Teaching is both an art and a science.
Science: learning about the the psychology of how people learn. Good teachers get a kick out of understanding and applying their knowledge in this area. They love seeing students experience those “I get it!” moments, and work hard to create them as often as possible.
Art: using your instincts to connect with people, motivate them, and bring students together as a cohesive and supportive group. Your classroom management skills will likely make or break your experience as a teacher, so you want a mentor who can guide you in this aspect of the job, as well. The best teaching mentors love teaching and learning, and they also love working with young people. Be sure to find a mentor who is highly capable in all aspects of the job.
- Don’t be too concerned with finding a “formal” mentor.
Some schools, and some school districts, offer a formal mentoring program for new teachers. This is a wonderful idea, but don’t worry too much if this option isn’t available to you, or if you don’t bond or connect with the mentor-teacher you’re assigned the way you’d hoped. The truth is that mentoring doesn’t have to be a formal process — you can benefit from the wisdom and guidance of other teachers whether they’re assigned to work with you or not. So, don’t concern yourself with securing a formal mentor. Instead, keep your eyes and ears open for any opportunity to connect with veteran teachers who are willing and able to help you.

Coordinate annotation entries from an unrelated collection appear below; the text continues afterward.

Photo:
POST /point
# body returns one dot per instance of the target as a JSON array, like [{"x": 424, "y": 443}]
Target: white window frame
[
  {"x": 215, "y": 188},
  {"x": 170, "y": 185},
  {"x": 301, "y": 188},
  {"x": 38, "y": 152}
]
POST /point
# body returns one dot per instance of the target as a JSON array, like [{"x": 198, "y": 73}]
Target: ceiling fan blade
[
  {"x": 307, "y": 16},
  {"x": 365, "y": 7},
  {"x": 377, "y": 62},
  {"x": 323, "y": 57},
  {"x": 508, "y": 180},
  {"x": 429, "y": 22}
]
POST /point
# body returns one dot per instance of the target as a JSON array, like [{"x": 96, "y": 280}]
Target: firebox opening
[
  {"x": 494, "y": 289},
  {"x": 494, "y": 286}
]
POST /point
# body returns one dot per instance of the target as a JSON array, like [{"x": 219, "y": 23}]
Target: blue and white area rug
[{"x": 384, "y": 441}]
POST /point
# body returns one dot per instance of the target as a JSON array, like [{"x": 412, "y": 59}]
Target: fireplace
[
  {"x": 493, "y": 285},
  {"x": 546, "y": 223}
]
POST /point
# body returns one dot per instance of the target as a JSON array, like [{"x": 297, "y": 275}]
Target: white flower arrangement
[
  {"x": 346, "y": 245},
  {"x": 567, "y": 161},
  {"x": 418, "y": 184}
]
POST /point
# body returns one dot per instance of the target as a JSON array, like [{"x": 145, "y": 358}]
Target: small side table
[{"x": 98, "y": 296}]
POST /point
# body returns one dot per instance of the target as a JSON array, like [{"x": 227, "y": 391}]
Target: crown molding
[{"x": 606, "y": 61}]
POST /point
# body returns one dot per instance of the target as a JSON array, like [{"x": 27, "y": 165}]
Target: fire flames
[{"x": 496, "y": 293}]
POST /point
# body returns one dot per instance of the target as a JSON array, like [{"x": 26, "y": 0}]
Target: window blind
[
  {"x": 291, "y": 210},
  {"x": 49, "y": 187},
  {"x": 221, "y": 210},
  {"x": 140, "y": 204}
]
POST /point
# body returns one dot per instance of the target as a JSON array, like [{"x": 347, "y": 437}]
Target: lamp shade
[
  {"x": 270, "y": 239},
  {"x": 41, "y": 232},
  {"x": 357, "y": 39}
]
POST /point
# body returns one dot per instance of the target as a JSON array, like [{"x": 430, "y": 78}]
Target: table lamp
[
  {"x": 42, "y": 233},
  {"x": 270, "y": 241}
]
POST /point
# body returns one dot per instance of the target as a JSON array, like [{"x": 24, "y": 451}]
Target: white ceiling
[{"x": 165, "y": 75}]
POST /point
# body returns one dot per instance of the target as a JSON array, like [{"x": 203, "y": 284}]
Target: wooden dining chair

- Don’t put all your eggs in one basket.
There is no rule that says we each are only entitled to one professional mentor a piece. Actually, having a few different veteran teachers that you can turn to, instead of just one, would be a tremendous benefit to you. You might connect well with someone about classroom management, and another person about working with parents and families, while another mentor might be especially good at helping you organize your classroom and your materials, for example. Also, if you have a few different people you can turn to for help and guidance, you won’t lean on any one person too much or take up too much of their time. Spreading out the support among a few people would probably be best for everyone involved, and you’ll feel less funny asking for help if you’re not coming to any one person too often.
- Use your resources.
Finally, what good is an awesome mentor if you never take advantage of the opportunities they provide? It can be hard to ask for help, but good veteran teachers know that you’re going to need it, and they are willing to spend time with you now and then. So, be sure to use your resources and ask for help as needed. It could be one of the best things you do for yourself, and your students, as a new teacher.